Locals once depended on their relationships with public officials. Reporters began every morning doing “a round of calls” – ringing every duty inspector and fire station in their area – and going through the overnight logs. That’s how they got stories from their patch long before the nationals and the television. And that’s one of the reasons people bought them.
Now they are reliant on press officers who often think their job is to stop reporters finding out what is happening and feed them yarns about cleaning up graffiti and lower crime stats.
It also makes it more difficult for a young reporter from the regions to pique the interest of Fleet Street by getting a good line on a news story that’s made the nationals, like I did a decade ago.

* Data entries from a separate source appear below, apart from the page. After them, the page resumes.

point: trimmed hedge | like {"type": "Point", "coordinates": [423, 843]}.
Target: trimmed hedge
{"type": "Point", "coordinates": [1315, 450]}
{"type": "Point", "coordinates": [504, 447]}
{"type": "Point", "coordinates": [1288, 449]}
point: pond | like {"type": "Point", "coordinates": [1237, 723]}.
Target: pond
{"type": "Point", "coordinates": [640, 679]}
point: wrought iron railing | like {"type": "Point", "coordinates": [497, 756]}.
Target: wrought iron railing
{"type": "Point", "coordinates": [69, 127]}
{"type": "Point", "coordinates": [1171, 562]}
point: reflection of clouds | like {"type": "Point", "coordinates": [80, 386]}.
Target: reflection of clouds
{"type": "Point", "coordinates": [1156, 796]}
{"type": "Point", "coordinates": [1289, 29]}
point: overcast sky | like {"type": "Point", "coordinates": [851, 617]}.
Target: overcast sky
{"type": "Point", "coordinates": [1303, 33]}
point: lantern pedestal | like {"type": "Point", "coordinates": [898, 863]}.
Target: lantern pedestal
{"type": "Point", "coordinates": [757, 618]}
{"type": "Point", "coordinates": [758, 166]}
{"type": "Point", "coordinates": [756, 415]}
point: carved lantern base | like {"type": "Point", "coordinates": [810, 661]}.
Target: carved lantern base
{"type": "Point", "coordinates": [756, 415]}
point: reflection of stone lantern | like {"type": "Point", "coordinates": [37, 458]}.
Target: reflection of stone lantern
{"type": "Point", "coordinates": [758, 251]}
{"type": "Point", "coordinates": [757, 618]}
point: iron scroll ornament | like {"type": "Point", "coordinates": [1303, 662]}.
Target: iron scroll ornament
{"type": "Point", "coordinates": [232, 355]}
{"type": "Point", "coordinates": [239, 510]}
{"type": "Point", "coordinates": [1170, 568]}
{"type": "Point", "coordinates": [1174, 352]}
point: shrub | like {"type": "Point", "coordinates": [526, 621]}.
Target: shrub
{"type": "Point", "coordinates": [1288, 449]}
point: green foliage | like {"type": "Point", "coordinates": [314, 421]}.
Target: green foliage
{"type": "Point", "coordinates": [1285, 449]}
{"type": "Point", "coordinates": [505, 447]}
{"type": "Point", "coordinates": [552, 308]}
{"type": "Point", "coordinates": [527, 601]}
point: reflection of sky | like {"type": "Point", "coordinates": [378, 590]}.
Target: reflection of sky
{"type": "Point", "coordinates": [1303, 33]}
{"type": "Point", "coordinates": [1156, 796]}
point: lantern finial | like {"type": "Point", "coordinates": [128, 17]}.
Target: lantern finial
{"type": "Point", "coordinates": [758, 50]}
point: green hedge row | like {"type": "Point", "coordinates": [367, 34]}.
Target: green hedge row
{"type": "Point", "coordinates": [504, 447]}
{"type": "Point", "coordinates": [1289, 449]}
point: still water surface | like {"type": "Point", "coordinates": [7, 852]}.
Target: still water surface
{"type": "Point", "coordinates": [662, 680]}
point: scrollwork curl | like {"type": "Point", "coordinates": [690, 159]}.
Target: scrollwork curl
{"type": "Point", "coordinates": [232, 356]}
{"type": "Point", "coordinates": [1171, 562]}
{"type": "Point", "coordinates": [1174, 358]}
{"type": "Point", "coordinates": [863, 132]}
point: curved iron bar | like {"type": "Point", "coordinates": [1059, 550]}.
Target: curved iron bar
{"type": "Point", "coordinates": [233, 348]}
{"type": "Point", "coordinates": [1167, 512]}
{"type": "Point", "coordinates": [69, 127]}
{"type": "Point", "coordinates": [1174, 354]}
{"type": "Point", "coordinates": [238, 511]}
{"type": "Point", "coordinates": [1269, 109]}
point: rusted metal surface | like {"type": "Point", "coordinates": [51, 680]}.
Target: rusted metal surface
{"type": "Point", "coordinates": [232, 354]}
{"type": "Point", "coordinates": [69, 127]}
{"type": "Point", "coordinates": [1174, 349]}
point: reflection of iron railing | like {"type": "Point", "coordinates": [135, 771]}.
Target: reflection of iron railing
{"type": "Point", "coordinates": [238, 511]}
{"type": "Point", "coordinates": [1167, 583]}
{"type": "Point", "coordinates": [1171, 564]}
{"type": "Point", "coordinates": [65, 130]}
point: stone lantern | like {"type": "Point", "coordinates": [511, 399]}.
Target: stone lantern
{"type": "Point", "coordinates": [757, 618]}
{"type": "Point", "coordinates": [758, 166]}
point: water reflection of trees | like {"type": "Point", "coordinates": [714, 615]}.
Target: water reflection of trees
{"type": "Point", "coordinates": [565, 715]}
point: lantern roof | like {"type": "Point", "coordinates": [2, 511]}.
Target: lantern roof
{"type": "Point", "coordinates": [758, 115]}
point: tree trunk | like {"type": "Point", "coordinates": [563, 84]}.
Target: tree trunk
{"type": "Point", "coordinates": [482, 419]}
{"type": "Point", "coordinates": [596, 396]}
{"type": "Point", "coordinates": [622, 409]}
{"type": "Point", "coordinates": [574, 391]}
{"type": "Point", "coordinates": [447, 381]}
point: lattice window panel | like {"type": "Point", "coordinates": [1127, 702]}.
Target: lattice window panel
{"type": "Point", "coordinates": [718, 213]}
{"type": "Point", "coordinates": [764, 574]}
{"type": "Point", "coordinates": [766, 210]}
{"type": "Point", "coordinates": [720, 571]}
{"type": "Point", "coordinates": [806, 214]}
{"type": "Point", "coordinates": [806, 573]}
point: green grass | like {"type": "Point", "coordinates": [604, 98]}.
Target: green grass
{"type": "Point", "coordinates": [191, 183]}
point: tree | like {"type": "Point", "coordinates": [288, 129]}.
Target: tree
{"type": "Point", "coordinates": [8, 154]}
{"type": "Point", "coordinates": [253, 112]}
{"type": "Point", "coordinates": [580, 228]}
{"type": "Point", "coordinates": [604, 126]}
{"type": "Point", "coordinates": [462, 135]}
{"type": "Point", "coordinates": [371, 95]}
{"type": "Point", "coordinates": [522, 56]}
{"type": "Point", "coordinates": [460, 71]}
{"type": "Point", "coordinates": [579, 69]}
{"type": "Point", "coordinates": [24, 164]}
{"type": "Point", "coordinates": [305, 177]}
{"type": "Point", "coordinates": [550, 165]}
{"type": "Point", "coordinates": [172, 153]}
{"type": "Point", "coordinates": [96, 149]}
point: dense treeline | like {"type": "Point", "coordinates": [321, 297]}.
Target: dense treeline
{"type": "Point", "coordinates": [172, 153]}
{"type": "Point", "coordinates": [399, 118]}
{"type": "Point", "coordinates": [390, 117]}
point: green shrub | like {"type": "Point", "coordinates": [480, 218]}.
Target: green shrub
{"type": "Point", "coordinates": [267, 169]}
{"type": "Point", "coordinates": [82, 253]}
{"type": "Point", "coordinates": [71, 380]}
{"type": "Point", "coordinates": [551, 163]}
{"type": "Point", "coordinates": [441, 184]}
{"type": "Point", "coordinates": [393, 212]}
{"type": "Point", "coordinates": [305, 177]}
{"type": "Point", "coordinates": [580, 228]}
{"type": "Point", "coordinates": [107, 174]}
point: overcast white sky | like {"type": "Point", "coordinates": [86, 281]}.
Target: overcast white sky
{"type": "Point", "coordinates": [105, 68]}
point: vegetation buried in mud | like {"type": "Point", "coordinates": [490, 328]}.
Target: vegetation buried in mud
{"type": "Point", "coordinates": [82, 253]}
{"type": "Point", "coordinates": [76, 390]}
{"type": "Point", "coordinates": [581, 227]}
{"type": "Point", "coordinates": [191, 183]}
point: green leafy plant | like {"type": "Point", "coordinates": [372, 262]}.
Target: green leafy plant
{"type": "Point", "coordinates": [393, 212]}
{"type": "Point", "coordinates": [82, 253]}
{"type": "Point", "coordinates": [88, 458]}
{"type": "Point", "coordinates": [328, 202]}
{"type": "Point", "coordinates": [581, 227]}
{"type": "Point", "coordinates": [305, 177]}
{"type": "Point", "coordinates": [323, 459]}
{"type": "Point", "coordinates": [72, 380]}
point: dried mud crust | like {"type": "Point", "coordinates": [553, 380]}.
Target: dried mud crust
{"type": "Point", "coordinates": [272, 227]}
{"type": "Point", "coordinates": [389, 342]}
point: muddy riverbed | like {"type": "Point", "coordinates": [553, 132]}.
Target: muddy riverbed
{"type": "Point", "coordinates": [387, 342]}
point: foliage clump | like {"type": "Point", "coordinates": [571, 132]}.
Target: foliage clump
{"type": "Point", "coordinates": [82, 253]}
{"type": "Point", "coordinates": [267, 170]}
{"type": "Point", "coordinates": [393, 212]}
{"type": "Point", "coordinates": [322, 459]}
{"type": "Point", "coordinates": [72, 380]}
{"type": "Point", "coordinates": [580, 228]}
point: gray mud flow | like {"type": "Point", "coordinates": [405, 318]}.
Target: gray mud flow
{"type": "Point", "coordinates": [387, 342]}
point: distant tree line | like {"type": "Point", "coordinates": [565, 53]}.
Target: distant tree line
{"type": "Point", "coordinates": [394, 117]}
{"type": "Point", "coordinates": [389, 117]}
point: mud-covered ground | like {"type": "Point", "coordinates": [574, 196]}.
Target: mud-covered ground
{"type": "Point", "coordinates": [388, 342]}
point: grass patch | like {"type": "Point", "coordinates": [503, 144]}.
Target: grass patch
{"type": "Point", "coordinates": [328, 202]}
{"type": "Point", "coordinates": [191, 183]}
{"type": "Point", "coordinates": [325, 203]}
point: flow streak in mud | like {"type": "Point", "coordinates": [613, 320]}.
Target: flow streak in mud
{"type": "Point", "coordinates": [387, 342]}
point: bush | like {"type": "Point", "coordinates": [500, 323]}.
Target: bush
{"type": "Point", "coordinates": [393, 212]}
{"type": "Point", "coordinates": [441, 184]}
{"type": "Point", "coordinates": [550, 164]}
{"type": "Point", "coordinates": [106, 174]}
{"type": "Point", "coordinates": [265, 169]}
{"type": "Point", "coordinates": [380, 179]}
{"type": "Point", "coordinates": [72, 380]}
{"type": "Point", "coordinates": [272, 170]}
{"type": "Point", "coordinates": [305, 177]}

And these foot soldiers didn’t even get a say in all this. Leveson wheeled out a selection of London’s great and good while in places like Ipswich and Liverpool and Glasgow and Country Durham reporters plodded on, trying to make a difference in an increasingly impossible climate, without even the ability to speak to their local cops.
The most damaging consequence of phone hacking and the way it has been used to curb press freedom is that it has succeeded in stopping any reporter speaking to any public official without the nod from the Great Press God in HQ.
In this they’ve ensured there will be no more Pat Lavelles. No more local newspaper hacks who use their contacts in public office to build brilliant investigations which matter to local people.
And that – for ordinary people all over this country- is perhaps the greatest travesty resulting from phone hacking, accusations of bribing public officials and subsequent changes to press freedom.
The Sun and other national papers will continue on, with the lawyers and the money to fight their corner. Local newspapers may not have that chance.